Cam Newton hat keine Chance. Als ein Gegenspieler auf ihn zukommt, weicht der Quarterback der Carolina Panthers aus – strauchelt dabei allerdings und muss sich mit beiden Händen abstützen. Er richtet sich wieder halbwegs auf, doch es ist zu spät: Ein anderer Gegenspieler reißt ihn mit voller Wucht zu Boden. Newton knallt hart auf den Boden.

Der Quarterback steht mit schmerzverzerrtem Gesicht wieder auf, muss sich aber kurz darauf wieder setzen. Der Verdacht: Gehirnerschütterung. In solchen Fällen greift das sogenannte concussion protocol. Es handelt sich dabei um eine Untersuchung, bei der geprüft wird, ob ein NFL-Profi eine Gehirnerschütterung hat. Falls ja, wird er aus dem Spiel genommen. Newton kehrte nach einer kurzen Untersuchung zurück – vielen gefiel das gar nicht.

Der Fall hat bei Fans, Experten und Journalisten heftige Debatten ausgelöst. Es geht darum, ob das Sportliche wichtiger als die Gesundheit eines Spielers ist. Es geht um die Liga, die die Regeln macht. Und es geht darum, dass American Football für viele immer noch eine Sportart ist, in der Spieler keine Schwäche zeigen dürfen. Schon gar nicht in wichtigen Spielen, wie das der Carolina Panthers gegen die New Orleans Saints. Es war ein Playoff-Spiel. Wer verliert, für den ist die Saison vorbei.

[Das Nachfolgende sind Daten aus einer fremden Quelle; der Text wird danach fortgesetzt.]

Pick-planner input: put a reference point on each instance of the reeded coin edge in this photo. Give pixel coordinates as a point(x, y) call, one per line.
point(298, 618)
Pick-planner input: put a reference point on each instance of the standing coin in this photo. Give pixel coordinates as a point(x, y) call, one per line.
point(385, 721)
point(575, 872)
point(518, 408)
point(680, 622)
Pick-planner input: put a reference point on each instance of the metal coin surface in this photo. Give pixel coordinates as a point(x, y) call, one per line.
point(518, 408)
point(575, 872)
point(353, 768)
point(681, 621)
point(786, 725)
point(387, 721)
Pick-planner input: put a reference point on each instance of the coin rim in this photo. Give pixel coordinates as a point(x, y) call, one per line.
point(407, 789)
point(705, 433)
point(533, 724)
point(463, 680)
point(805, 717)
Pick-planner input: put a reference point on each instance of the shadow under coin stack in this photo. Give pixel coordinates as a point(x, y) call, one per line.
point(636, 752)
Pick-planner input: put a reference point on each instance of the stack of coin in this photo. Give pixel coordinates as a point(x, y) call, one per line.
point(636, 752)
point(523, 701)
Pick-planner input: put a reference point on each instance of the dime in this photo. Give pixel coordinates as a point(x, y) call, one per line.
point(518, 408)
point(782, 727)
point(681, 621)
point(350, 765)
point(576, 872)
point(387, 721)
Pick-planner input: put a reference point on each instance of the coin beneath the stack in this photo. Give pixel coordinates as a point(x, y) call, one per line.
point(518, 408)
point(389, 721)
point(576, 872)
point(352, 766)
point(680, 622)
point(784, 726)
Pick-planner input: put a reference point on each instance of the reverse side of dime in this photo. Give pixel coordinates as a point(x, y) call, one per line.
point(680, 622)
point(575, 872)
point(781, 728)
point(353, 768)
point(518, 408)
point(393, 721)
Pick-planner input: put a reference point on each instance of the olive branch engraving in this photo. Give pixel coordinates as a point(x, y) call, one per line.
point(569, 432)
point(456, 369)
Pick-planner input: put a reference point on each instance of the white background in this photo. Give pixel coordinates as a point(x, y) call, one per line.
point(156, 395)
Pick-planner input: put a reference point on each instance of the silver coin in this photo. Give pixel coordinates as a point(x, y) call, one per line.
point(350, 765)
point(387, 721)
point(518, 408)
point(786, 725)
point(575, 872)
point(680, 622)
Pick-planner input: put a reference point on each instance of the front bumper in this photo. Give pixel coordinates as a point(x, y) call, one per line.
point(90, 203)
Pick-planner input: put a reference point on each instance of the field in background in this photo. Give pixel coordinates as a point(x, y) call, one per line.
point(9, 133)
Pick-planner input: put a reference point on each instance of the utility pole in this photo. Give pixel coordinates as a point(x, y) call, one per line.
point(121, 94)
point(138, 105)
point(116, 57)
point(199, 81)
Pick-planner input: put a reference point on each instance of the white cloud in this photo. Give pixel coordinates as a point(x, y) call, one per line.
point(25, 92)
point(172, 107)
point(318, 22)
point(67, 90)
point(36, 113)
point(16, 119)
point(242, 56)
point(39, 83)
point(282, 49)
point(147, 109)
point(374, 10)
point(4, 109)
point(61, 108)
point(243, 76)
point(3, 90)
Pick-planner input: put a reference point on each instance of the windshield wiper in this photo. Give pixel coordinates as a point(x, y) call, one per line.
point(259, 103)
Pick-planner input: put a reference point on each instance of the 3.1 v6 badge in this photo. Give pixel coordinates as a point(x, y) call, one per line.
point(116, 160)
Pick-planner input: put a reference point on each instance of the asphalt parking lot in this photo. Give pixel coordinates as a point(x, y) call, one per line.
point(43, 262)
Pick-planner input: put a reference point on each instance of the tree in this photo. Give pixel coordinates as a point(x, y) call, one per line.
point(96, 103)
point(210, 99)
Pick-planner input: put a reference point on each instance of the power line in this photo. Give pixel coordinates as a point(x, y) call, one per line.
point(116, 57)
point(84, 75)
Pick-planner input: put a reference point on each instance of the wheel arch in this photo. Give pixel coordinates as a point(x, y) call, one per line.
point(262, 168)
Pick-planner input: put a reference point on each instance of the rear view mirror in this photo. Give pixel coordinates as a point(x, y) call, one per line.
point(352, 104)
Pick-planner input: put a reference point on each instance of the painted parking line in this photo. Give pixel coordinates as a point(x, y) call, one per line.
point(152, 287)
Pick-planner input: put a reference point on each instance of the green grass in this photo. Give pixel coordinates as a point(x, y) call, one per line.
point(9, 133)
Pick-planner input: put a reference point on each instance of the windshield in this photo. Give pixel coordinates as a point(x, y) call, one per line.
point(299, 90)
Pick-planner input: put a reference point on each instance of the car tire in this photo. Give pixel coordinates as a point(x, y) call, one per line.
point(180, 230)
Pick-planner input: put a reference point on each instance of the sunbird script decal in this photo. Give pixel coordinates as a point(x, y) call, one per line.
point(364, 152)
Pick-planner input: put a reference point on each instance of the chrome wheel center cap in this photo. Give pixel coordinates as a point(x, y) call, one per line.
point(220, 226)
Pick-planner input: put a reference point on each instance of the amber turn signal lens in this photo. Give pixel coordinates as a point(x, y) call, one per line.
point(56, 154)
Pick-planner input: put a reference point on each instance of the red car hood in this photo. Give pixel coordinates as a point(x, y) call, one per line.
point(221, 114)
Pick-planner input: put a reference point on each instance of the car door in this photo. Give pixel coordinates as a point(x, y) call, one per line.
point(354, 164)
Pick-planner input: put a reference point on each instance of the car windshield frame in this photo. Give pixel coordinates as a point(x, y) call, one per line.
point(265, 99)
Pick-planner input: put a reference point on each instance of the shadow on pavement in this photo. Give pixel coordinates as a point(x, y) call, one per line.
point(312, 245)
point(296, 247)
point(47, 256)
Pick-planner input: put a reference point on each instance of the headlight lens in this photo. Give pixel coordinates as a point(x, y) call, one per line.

Als Newton nach dem harten Hit wieder auf das Feld kam, lagen die Panthers 19 zu 31 zurück, etwa fünf Minuten waren noch zu spielen. Zeit genug, um das Spiel zu drehen. Zuvor war der Quarterback am Spielfeldrand behandelt worden, in einem blauen Zelt, das vor neugierigen Blicken schützt. Ein paar Tage vor der Partie hätte das noch dem concussion protocol entsprochen. Doch eine Regeländerung besagt nun, dass Spieler nicht mehr im Zelt, sondern in der Umkleidekabine auf eine Gehirnerschütterung hin untersucht werden müssen.

Die Frage ist außerdem: Was ist im Zelt untersucht worden? Es sei auch um Vorsichtsmaßnahmen für eine Gehirnerschütterung gegangen, sagt Newton. "Es war aber nicht mein Kopf", er sei ins Auge gepiekt worden. Die Liga ermittelt, ob ein Verstoß gegen das concussion protocol vorliegt.

"Ein Spieler sollte nicht, nur weil er einen Schlag am Kopf abbekommen hat, sofort ins concussion protocol. Manchmal wirst du als Spieler zwar getroffen, aber es ist nicht immer gleich eine Gehirnerschütterung", sagt Greg Jennings. Er hat zehn Jahre in der NFL gespielt und ist inzwischen als Experte für Fox tätig.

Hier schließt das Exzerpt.